Guard against envy and jealousy
15 JANUARY 2024

‘Let us have…no envy of one another.’
Galatians 5:26 RSV


Paul cautioned the early church about envy, and it’s still a problem. Your co-worker gets a raise, a friend’s child wins a scholarship, a neighbour takes a dream holiday. Do you rejoice with them, or force a tight smile? We’re human; an occasional flicker of envy is normal. But beware of harbouring a chronic sense of being short-changed. Tacitus said, ‘When men are full of envy, they disparage everything…good or bad.’ When somebody else prospers, before you ask, ‘Why not me?’ ask yourself if you would be responding the same way if some tragedy had befallen them.

Jealousy is like a moth; it nibbles away at clothes until they’re ruined, except envy destroys irreplaceable things like relationships and families.

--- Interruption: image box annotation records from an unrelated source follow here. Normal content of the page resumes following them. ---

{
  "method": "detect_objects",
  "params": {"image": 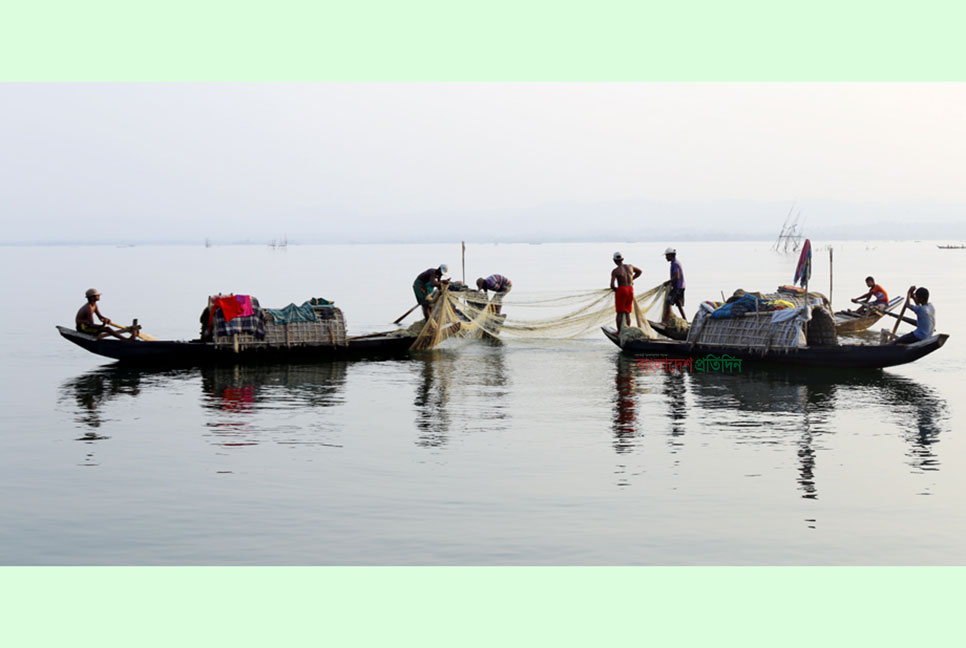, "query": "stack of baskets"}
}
[263,306,346,347]
[214,306,347,348]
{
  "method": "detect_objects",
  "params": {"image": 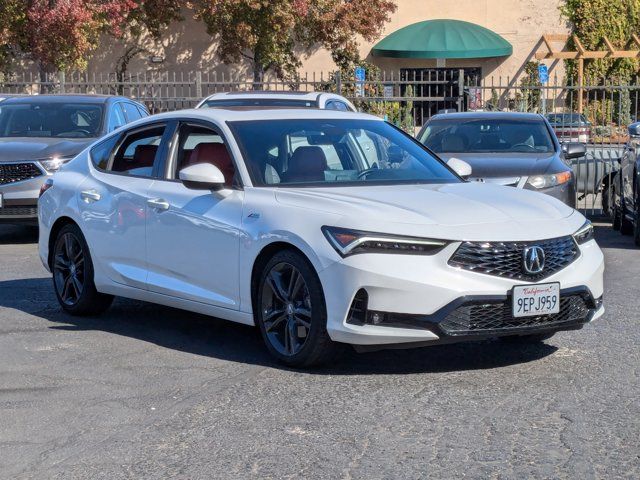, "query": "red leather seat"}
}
[182,143,236,185]
[283,146,327,182]
[111,145,158,172]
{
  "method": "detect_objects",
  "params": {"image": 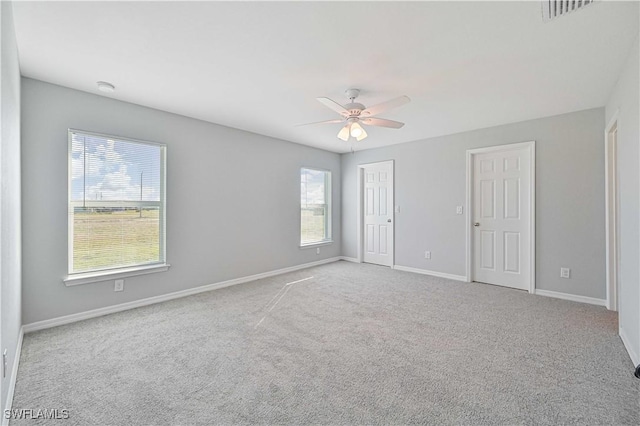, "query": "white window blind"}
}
[69,130,166,275]
[300,168,331,246]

One author reminds us: ‘When we’re…in the valley, it is human to envy those…[on] the mountaintops. It is easy to forget [they] didn’t fall there – they climbed there. Behind the success story is always a courageous decision and a gallant action…If we want to reach them…we have to…climb. Inspiration from someone else may get us started, but the success is in the climbing.’

Imagine a runner striding out; they’re fast, focused, and ahead of the pack. Then they start looking at the competition. Before long they stumble, lose momentum, and drop out. That’s what happens when you let jealousy distract you from completing the course God mapped out for you. Paul writes, ‘You were running a good race. Who cut in on you to keep you from obeying the truth?’ (Galatians 5:7 NIV). Keep your eye on the prize, and don’t get distracted by what others have and don’t have. That’s none of your business.